Controls on Nitrogen Nutrient Availability in the Arctic Tundra

Nitrogen Nutrient
Productivity of vegetation is linked to spatial position across the tundra landscape. Image courtesy of Chonggang Xu, Los Alamos National Laboratory

The Science

Near the top of the world, plants grow on soil that rests atop permafrost, or permanently frozen soil. Just like plants in warmer regions, these need nitrogen to grow. The unique aspects of the permafrost environment create new challenges for representing plant-nitrogen interactions. Scientists measured how nitrogen availability to plants varies spatially and temporally in the Arctic tundra. They found that soil moisture plays a big role.
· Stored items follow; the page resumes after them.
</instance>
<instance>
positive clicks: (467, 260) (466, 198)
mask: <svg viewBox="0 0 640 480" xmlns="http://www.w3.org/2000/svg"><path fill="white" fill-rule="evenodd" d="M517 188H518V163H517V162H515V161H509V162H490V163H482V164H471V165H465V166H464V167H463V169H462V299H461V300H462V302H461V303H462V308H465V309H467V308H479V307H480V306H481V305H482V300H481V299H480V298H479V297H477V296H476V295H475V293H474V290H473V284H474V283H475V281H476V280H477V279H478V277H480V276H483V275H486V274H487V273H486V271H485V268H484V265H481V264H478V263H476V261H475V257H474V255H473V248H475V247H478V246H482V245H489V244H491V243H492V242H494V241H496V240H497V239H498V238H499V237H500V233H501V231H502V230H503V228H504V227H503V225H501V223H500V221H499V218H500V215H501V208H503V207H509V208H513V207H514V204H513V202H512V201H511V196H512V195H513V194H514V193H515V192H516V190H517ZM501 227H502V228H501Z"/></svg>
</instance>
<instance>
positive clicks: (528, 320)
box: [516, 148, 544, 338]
In drier areas, nitrogen is present, but in the wrong form for the plants to use. Thawing permafrost increases soil moisture late in the growing season, but the newly available nitrogen near the permafrost boundary isn’t available to roots.

The Impact

Arctic models should not assume that increasing thaw depth with warming of the Arctic will release additional nitrogen to the benefit of plants. Increased production of inorganic nitrogen that is not coupled to plant uptake could lead to nitrogen losses from the system and degrade the ecosystem.

Summary

In the Arctic, the amount of nitrogen available strongly influences plant productivity and distribution. In permafrost systems with patterned ground, the amount of nitrogen and other nutrients available can vary substantially over short distances. Researchers need to better understand fine-scale spatial and temporal variation in soil nitrogen availability to more accurately predict tundra responses to a warming climate. Scientists from Oak Ridge National Laboratory measured plant-available inorganic nitrogen at multiple soil depths in 12 microhabitats. These habitats were associated with a gradient from low-center ice-wedge polygons to high-center polygons in coastal tundra. The team took these measurements at the Barrow Environmental Observatory in Utqiaġvik (formerlyBarrow), Alaska. They measured vegetation composition, biomass, nitrogen content, and rooting depth distribution. In addition, they measured the soil temperature, moisture, pH, and thaw depth. The measurements let them determine relationships between the spatial and temporal variability in nitrogen availability and environmental and vegetation drivers. Soil moisture was the primary determinant of nitrogen availability. Drier habitats had more of their nitrogen in the form of nitrate, not ammonium. The plants, however, could not use this form of nitrogen. Although more nitrogen becomes available as the soil thaws in the summer, the newly available nitrogen, located near the permafrost boundary, is not available to the plants. The nitrogen thus offers no boost late in the growing season. Soil moisture, inorganic nitrogen availability, and plant nitrogen content are strongly related. Thus, delineating soil moisture levels and other changes related to thawing permafrost is vital to determining how the nutrient cycle in tundra landscapes will respond to a warming climate.